An evaluation of ozone exposure metrics for a seasonally drought-stressed ponderosa pine ecosystem

  • Sites: US-Blo
  • Panek, J. A., Kurpius, M. R., Goldstein, A. H. (2002) An evaluation of ozone exposure metrics for a seasonally drought-stressed ponderosa pine ecosystem, Environmental Pollution, 117(1), 93-100. https://doi.org/10.1016/S0269-7491(01)00155-5
  • Funding Agency: Environmental Protection Agency STAR Ecosystem Indicators Program (Award No. R826601), the University of California President's Postdoctoral Fellowship Program, and the Hellman Foundation

  • Ozone stress has become an increasingly significant factor in cases of forest decline reported throughout the world. Current metrics to estimate ozone exposure for forest trees are derived from atmospheric concentrations and assume that the forest is physiologically active at all times of the growing season. This may be inaccurate in regions with a Mediterranean climate, such as California and the Pacific Northwest, where peak physiological activity occurs early in the season to take advantage of high soil moisture and does not correspond to peak ozone concentrations. It may also misrepresent ecosystems experiencing non-average climate conditions such as drought years. We compared direct measurements of ozone flux into a ponderosa pine canopy with a suite of the most common ozone exposure metrics to determine which best correlated with actual ozone uptake by the forest. Of the metrics we assessed, SUM0 (the sum of all daytime ozone concentrations>0) best corresponded to ozone uptake by ponderosa pine, however the correlation was only strong at times when the stomata were unconstrained by site moisture conditions.

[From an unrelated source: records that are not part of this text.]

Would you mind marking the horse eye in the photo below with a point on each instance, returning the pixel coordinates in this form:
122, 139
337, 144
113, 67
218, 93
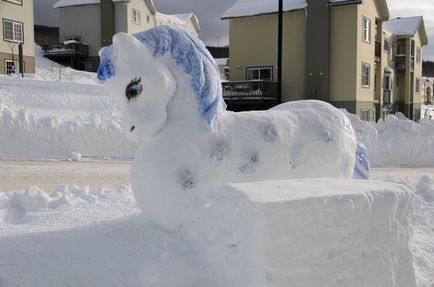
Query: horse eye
134, 88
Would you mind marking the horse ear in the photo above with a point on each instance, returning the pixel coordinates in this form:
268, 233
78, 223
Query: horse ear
126, 44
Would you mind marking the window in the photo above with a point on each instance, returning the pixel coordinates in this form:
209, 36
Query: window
387, 82
260, 73
418, 52
85, 66
73, 38
12, 67
19, 2
12, 31
365, 115
366, 29
366, 75
387, 45
136, 17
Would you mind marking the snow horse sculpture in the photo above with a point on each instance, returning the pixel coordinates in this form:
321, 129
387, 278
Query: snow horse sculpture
168, 88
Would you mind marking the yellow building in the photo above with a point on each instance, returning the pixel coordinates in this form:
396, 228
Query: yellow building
88, 25
346, 52
16, 18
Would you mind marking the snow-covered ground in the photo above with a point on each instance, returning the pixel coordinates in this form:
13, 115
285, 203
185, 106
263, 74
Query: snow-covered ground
16, 175
97, 236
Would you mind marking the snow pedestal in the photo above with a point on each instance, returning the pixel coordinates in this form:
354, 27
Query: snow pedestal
310, 232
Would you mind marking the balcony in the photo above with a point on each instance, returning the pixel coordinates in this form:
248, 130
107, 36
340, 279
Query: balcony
377, 51
250, 95
65, 50
387, 97
400, 63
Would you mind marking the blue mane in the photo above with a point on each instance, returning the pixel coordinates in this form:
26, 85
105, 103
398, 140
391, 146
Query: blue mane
190, 55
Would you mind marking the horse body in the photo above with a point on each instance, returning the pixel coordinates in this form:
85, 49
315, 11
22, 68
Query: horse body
191, 146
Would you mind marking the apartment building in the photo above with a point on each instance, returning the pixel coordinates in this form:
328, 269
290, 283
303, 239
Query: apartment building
87, 25
16, 18
346, 52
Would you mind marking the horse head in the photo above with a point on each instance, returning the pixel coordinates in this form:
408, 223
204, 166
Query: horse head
140, 73
139, 83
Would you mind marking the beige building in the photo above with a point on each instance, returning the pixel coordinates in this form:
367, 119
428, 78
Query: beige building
346, 52
16, 26
92, 23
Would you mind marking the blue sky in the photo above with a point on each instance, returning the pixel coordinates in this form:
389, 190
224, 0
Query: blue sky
215, 31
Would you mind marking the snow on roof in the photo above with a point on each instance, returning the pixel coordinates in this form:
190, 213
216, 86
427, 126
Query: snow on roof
403, 26
67, 3
221, 61
258, 7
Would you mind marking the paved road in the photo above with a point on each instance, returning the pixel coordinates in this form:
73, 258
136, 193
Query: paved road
19, 174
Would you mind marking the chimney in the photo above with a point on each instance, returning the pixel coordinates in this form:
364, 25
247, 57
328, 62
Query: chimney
317, 78
107, 22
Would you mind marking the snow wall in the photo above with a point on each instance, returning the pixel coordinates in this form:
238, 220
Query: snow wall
42, 119
310, 232
396, 141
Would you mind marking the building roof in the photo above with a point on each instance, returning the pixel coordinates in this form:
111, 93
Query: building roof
407, 27
183, 19
244, 8
68, 3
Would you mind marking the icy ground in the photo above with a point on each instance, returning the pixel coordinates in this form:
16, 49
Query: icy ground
100, 237
48, 174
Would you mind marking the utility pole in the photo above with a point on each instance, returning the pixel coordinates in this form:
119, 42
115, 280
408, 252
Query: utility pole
279, 51
21, 59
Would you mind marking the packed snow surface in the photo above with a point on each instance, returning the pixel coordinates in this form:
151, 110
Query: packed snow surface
57, 118
168, 88
310, 232
78, 237
388, 142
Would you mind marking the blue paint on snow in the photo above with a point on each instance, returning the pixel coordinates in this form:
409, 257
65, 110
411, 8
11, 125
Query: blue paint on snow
191, 55
106, 68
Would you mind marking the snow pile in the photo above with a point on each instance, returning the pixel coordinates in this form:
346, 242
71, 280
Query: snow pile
387, 141
53, 120
322, 232
422, 241
47, 70
316, 232
423, 231
33, 210
167, 86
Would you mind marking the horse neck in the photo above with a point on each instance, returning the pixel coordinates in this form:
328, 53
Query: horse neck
183, 109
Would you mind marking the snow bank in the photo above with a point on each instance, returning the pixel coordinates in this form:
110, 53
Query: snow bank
315, 232
47, 70
53, 120
34, 210
388, 141
321, 232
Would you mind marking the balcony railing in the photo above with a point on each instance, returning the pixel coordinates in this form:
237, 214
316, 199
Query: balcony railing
377, 51
387, 97
400, 63
65, 50
250, 95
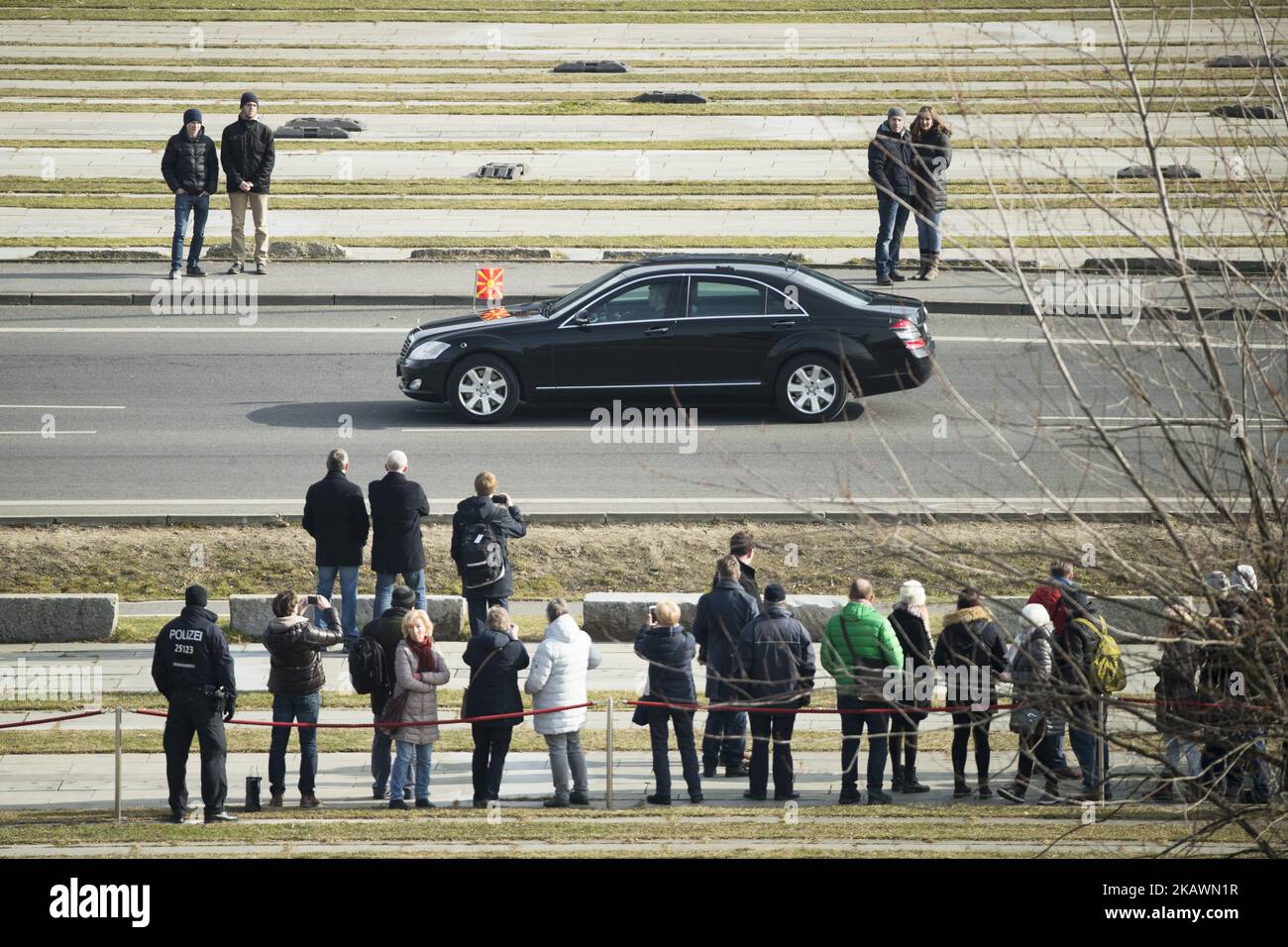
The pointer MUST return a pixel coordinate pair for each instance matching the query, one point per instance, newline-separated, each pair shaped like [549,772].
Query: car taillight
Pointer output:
[909,334]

In the early growing season (May and June), SUM0 was an adequate metric for forest ozone exposure. Later in the season, when stomatal conductance was limited by drought, SUM0 overestimated ozone uptake. A better metric for seasonally drought-stressed forests would be one that incorporates forest physiological activity, either through mechanistic modeling, by weighting ozone concentrations by stomatal conductance, or by weighting concentrations by site moisture conditions.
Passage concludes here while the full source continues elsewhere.